Le harcèlement s’est digitalisé depuis le début de la crise sanitaire

Le harcèlement au travail n’a pas diminué du fait du confinement et de la crise sanitaire en général : il a juste changé de visage et s’est digitalisé. Réduction du nombre d’échanges, « oubli » d’invitations à des réunions, isolement ou, au contraire, requêtes paradoxales et contrôles intempestifs, sont ses principales manifestations.

Comment reconnaître un acte de harcèlement ?

Pour identifier une situation de harcèlement, trois facteurs doivent être identifiés : il faut que l’acte atteigne les droits, la santé ou la dignité humaine, qu’il soit répété et s’inscrive dans la durée.

La crise sanitaire a-t-elle réduit les actes de harcèlement ?

Non, il a seulement changé de canal en devant plus digital. Avec la crise, le mode d’organisation des entreprises s’est modifié. Les sollicitations multiples et les injonctions paradoxales, rendues possibles par la diversité des moyens de communication, se sont développées considérablement.

De même, la frontière entre vie professionnelle et privée est devenue plus ténue, favorisant les comportements déviants. Ces derniers se sont exacerbés, de façon consciente ou inconsciente, et des abus de contrôle des collaborateurs se sont déployés loin du regard des entreprises. 

Quelques exemples de harcèlement digital ?

De nombreux salariés ont basculé en télétravail et se sont isolés chez eux. Cette solitude a profité aux harceleurs. Textos, mails et autres visioconférences à répétition sont devenus familiers, oblitérant la sphère privée.

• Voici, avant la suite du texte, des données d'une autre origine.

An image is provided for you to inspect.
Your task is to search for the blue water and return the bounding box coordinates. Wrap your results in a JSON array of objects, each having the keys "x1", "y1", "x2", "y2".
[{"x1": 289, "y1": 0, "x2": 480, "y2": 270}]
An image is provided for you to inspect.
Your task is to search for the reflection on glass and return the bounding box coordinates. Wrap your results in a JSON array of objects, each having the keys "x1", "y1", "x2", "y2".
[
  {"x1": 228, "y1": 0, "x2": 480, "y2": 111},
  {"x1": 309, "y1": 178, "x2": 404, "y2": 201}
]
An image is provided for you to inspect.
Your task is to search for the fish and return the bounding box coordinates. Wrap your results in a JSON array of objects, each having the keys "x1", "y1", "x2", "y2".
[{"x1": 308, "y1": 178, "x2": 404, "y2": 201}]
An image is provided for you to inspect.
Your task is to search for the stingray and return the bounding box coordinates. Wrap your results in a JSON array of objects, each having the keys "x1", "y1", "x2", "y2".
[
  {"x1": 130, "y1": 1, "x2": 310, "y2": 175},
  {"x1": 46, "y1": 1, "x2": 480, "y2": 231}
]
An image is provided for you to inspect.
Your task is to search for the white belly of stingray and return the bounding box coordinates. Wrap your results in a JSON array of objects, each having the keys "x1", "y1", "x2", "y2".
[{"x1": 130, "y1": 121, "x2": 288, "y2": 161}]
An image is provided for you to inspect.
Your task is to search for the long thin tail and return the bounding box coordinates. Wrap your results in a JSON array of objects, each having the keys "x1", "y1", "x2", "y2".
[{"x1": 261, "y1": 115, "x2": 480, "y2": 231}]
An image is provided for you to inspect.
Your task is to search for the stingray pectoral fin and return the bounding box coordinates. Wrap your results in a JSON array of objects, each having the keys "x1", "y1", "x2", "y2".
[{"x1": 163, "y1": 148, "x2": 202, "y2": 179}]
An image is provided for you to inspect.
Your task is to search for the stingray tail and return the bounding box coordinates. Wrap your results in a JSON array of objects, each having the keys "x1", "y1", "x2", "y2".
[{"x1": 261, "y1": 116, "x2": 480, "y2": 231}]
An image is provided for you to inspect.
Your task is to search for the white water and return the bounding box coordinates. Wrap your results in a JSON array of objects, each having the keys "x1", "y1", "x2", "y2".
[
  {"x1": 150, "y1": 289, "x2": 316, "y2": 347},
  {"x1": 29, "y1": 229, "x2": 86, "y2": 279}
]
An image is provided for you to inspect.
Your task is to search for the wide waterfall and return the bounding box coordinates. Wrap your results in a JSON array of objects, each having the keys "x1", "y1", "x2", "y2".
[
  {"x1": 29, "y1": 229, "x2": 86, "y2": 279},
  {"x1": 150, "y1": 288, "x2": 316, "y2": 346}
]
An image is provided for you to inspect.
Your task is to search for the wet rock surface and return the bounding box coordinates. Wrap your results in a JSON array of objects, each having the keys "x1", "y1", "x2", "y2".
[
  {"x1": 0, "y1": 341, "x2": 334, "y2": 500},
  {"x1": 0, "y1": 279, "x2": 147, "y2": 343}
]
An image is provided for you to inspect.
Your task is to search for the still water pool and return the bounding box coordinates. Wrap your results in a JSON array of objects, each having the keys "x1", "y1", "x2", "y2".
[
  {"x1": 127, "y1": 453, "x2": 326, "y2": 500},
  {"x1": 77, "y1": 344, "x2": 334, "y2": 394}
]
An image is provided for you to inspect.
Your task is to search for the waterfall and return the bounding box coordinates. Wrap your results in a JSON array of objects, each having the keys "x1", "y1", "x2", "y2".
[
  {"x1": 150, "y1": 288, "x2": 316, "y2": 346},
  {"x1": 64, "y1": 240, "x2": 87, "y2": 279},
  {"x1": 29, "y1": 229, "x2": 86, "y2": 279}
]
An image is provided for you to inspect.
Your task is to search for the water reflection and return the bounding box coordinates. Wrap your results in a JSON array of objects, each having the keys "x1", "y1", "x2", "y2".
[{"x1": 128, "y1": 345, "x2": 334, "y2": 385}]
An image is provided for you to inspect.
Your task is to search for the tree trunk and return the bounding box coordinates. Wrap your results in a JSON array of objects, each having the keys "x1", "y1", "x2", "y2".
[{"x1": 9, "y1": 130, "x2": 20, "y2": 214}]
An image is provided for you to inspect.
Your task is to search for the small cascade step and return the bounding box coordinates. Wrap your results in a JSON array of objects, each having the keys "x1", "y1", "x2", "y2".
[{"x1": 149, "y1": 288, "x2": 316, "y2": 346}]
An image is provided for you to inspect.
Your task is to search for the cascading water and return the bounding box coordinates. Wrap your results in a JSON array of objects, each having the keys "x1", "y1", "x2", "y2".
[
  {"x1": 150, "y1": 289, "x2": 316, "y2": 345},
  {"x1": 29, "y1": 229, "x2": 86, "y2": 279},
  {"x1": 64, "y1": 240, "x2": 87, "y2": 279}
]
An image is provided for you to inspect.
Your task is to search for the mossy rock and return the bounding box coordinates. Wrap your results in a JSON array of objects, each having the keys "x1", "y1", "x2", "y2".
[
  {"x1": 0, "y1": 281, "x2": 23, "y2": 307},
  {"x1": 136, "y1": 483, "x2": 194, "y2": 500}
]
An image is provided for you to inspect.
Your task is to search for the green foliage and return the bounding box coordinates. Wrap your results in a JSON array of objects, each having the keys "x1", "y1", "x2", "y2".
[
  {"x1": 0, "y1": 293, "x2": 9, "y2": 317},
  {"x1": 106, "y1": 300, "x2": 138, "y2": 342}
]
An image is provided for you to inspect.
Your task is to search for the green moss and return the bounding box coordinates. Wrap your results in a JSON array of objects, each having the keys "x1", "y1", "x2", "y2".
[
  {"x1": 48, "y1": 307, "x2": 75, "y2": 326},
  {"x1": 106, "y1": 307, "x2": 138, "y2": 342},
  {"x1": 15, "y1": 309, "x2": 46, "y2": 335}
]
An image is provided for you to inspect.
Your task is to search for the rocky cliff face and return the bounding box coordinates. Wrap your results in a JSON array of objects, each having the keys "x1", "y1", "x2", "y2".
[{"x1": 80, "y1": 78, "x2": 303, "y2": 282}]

Si les acteurs du harcèlement sont restés les mêmes, les nouvelles technologies ont changé le mode opératoire.

De nombreux secteurs ont été mis à l’arrêt car jugés non essentiels. Les salariés concernés ont pu ressentir un sentiment d’inutilité, s’ajoutant parfois au manque d’estime de soi. Par la suite, il a été demandé à certains d’entre eux de revenir, excluant encore plus ceux dont le métier n’était pas essentiel à la survie de l’entreprise. Cela a contribué à un sentiment de dévalorisation et à créer un climat d’incertitude très anxiogène.

Par ailleurs, les cas de harcèlements ont été plus discrets car sans témoins. Jusqu’alors, lorsqu’un manager adoptait une attitude irrespectueuse, il pouvait y avoir un témoin pour juger de la scène.


Comment protéger la santé de ses salariés ?

La rapidité avec laquelle été organisé le télétravail a fait ressortir l’importance d’accompagner le management à distance. Dirigeants et managers n’ont pas perçu à quel point la gestion d’équipe à distance était délicate. Ils n’ont pas vu tout de suite le mal-être de leurs collaborateurs, ces derniers communiquant peu entre eux. 

La solution tient dans la formation et l’accompagnement, à la fois pour gérer les équipes mais aussi pour disposer des bons outils pour prévenir le harcèlement à distance. Il semble maintenant urgent de multiplier les initiatives pour « autonomiser » les salariés qui souhaitent retrouver le contact avec leurs collègues. Reste à organiser cette remise en route.

Le Document unique d’évaluation des risques professionnels reste également indispensable pour assurer la sécurité et la santé des salariés.